入所者は18歳になり、自立のめどがつくと、施設を退所しなければいけません。撮影対象が幼児から徐々に上がっていく構成は自立の時期が近づくにつれて子供たちがどう変わっていくかを見せることになります。映画はそうした子供たちの生活と考え方を見せますが、なぜ施設に入ることになったのかなど身の上には一切触れていません。「大きな家」のタイトルとは裏腹に、子供たちは施設を家とも家族とも思っていません。会いに来ない母親を慕う子供が多いことに胸が痛みます。
日本には親と離れて社会的養護の下で暮らす子供たちが4万2000人いるそうです。親と会えない寂しさの代わりにはなりませんが、せめて経済的な支援はもっと必要なのではないかと思います。見ていてほっとしたのは退所する女性の中に明るく朗らかな子がいたこと。一人暮らしになると、大変なことも多いでしょうが、明るさを失わずに頑張ってほしいと思います。
監督は「14歳の栞」(2021年)、「MONDAYS このタイムループ、上司に気づかせないと終わらない」(2022年)の竹林亮。この映画も「14歳の栞」同様、パッケージ化と配信はしない方針だそうです。
▼観客10人ぐらい(公開2日目の午前)2時間3分。
平凡な大学教授ポール・マシューズ(ニコラス・ケイジ)が何百万人もの人の夢に現れるようになり、悪夢のような事態に巻き込まれる姿を描いた作品。
夢の中にはただ現れるだけで何もしないので、当初はメディアに取り上げられ、一躍有名になりますが、そのうち夢の中で人を襲うようになり、一気に嫌われてしまいます。なぜ夢に出てくるのか一切説明がないのが不条理的な面白さでもあり、物足りなさでもあるなと思います。
知らない人にまで自分のことが知られているという序盤は筒井康隆「おれに関する噂」を彷彿させる部分もありました。監督は「シック・オブ・マイセルフ」(2022年)のクリストファー・ボルグリ。この映画でニコラス・ケイジはゴールデングローブ賞コメディ・ミュージカル部門の主演男優賞にノミネートされました。
IMDb6.9、メタスコア74点、ロッテントマト91%。
▼観客6人(公開7日目の午後)1時間41分。
柚木麻子の同名小説を堤幸彦監督が映画化。大御所作家・東十条宗典(滝藤賢一)の酷評により、本が出せなくなり、不遇な日々を送っている新人作家・相田大樹こと中島加代子(のん)。文豪に愛された「山の上ホテル」に自腹で宿泊した際、東十条が泊まっていることを知り、復讐を兼ねて東十条を策略に陥れ、文壇でのし上がろうとする、というコメディ。
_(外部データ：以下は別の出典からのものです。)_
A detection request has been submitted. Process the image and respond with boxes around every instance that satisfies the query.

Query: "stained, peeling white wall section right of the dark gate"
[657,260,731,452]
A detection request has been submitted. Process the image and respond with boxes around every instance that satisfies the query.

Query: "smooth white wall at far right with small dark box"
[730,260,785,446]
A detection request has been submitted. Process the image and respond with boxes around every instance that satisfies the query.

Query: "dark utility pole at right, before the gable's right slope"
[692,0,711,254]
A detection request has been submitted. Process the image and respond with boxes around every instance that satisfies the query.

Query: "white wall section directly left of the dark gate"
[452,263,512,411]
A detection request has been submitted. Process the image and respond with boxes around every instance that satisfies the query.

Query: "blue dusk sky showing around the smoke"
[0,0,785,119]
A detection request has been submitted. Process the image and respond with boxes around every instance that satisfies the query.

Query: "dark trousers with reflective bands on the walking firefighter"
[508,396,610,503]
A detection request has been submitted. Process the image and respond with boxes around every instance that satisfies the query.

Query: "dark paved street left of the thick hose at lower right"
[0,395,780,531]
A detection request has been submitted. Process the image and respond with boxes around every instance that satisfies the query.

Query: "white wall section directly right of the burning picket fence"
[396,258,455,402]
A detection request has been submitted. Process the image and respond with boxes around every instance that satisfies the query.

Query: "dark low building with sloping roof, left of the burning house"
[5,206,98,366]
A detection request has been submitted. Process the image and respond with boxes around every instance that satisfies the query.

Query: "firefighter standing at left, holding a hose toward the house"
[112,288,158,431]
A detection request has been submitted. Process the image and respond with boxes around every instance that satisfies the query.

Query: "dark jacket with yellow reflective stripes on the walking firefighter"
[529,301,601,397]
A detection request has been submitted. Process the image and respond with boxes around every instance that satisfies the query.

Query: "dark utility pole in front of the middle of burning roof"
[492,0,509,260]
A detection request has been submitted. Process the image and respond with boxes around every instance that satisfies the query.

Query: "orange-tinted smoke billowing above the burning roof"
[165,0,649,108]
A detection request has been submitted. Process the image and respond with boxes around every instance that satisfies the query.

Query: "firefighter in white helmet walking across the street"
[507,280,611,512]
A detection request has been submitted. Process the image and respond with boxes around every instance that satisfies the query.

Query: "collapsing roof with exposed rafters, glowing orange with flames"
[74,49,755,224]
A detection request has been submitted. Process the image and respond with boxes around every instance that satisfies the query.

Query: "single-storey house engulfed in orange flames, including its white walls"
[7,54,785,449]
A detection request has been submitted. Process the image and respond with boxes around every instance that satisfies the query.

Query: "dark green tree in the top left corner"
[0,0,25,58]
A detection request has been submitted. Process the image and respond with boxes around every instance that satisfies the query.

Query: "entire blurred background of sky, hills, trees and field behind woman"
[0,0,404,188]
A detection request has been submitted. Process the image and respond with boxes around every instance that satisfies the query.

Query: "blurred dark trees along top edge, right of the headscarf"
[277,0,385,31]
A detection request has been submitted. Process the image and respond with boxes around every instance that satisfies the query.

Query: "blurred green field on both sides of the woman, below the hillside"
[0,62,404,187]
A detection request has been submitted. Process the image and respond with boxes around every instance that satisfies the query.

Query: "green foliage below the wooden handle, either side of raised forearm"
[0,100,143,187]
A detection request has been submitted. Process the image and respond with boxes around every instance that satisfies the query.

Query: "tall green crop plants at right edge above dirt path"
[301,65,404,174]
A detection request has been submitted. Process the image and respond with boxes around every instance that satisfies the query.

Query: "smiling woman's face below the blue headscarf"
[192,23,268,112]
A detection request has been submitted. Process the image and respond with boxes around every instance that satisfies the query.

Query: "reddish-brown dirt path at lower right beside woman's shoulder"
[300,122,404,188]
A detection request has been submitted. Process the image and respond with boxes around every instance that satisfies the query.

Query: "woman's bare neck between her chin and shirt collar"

のんがおかしくて良いですし、クスクス笑える演出にも不備はないと思いますが、堤幸彦監督作品なら今年は「夏目アラタの結婚」の方が強力に好きです。東十条の娘役で髙石あかり、書店員で橋本愛が出演。
エンドクレジットの後に橋本愛主演「早乙女カナコの場合は」という作品の速報が流れます。これ、のんが同じ役で出てくるのでスピンオフかと思ったんですが、原作(「早稲女、女、男」)は同じ柚木麻子であっても本作と直接の関係はなく、監督も矢崎仁司でした。2025年3月14日公開だそうです。
▼観客10人ぐらい(公開初日の午後)1時間39分。